Book Review—Opening Belle

Opening Belle Cover

For me, the best part about reading fiction by female authors is getting a clue as what women are really thinking when men make fools of themselves—unfortunately, a daily occurrence in most places. And reading about the highly paid boors, rakes, and mansplainers who inhabit the corridors of Wall Street, well. Let’s just say I am genuinely impressed at the depths to which my fellow knuckle-draggers can stoop.

That said, Opening Belle by Maureen Sherry was a lot of fun. Following a stressed-out protagonist making boatloads of money while fending off the advances of the less evolved—not to mention contending with an entitled husband who cannot seem to comprehend the meaning of work—and you have the makings of sheer, page-turning mayhem. If you like reading about harried women professionals determined to blow up the glass ceiling, then grab this book. As a bonus, you’ll learn a lot about the inner workings of Wall Street—unless of course, the author was making the whole thing up.

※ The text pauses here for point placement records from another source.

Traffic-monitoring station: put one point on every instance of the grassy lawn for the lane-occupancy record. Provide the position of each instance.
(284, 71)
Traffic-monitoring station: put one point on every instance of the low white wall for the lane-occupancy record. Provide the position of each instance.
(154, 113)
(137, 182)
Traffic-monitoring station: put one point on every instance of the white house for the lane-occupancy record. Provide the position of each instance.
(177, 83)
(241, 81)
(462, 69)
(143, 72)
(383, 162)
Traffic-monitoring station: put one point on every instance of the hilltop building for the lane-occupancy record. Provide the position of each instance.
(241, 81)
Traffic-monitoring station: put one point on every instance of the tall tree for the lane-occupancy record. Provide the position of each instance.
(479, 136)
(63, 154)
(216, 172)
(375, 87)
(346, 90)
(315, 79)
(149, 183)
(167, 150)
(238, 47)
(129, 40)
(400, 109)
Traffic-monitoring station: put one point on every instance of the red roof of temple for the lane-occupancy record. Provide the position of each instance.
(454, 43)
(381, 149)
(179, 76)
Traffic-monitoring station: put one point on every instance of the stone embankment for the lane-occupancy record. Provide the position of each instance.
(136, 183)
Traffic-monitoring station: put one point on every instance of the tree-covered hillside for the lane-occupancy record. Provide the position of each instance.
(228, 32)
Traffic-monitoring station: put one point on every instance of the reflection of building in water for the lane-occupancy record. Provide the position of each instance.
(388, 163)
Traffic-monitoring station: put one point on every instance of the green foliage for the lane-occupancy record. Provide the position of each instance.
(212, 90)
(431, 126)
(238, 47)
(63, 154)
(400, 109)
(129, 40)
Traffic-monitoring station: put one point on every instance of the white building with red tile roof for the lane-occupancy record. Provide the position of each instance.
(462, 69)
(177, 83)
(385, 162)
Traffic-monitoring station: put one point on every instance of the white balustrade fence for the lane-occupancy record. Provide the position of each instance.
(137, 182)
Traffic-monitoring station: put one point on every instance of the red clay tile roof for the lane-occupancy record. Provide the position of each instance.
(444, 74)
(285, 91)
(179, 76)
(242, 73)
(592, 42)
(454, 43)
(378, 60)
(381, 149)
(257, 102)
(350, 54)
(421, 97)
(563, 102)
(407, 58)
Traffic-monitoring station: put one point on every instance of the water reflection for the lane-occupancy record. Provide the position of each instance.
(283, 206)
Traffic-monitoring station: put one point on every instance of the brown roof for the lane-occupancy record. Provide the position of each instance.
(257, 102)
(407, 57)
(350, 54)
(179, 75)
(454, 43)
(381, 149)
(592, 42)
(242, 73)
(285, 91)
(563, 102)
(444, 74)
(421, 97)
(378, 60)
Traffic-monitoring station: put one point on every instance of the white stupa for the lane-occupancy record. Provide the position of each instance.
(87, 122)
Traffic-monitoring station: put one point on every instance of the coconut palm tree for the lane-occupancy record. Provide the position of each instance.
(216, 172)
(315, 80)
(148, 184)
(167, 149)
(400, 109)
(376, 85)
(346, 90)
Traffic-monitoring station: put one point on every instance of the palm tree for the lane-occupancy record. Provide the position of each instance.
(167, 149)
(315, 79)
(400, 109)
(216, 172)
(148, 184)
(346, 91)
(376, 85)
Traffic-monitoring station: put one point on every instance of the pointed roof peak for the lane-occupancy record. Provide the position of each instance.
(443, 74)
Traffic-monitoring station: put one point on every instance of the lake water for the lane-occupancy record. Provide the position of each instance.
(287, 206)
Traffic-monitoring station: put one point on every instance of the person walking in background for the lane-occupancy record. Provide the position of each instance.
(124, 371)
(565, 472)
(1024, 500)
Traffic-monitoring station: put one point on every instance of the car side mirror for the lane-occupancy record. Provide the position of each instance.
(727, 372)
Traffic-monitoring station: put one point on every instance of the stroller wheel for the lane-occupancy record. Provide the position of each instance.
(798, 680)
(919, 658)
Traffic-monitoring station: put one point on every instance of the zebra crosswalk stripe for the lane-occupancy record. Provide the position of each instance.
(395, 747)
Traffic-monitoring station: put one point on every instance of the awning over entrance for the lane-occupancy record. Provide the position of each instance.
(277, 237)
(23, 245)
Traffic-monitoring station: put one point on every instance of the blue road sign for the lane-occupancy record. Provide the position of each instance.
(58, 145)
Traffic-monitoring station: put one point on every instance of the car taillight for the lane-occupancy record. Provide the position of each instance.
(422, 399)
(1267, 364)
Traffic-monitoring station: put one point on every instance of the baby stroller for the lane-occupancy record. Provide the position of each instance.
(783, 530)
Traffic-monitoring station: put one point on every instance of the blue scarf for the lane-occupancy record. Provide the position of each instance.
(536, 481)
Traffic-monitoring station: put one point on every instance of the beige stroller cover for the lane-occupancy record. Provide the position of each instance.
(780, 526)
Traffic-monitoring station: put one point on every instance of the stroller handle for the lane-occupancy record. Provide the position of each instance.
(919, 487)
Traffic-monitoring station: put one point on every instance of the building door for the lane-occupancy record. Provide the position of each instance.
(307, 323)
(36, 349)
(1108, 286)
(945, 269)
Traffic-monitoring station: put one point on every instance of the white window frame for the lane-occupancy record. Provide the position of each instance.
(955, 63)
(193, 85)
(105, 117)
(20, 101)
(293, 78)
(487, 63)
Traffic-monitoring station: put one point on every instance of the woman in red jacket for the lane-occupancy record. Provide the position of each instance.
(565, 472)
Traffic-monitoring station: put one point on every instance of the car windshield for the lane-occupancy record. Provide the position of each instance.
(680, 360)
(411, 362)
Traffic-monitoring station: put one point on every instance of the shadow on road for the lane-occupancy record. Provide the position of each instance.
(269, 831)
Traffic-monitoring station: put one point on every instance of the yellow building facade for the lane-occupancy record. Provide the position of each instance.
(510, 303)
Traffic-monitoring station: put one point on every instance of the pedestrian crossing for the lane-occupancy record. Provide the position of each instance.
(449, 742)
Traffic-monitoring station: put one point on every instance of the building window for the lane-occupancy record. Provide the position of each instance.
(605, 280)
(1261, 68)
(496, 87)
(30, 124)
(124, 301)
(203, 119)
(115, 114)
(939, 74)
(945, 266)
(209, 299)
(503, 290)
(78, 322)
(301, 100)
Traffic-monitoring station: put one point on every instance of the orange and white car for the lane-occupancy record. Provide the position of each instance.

You can find this review at Goodreads.

Book Description
Maureen Sherry’s funny insider novel about a female Wall Street executive also trying to be a mother and a wife is a “compulsively readable…cheeky—and at times, romantic—battle-cry for any woman who’s ever strived to have it all and been told by a man that she couldn’t” (Entertainment Weekly).

It’s 2008 and Isabelle, a thirty-something Wall Street executive, appears to have it all: the sprawling Upper West Side apartment; three healthy children; a handsome husband; and a job as managing director at a large investment bank. But her reality is something else. Her work environment resembles a frat party, her husband feels employment is beneath him, and the bulk of childcare logistics still fall in Belle’s already crowded lap.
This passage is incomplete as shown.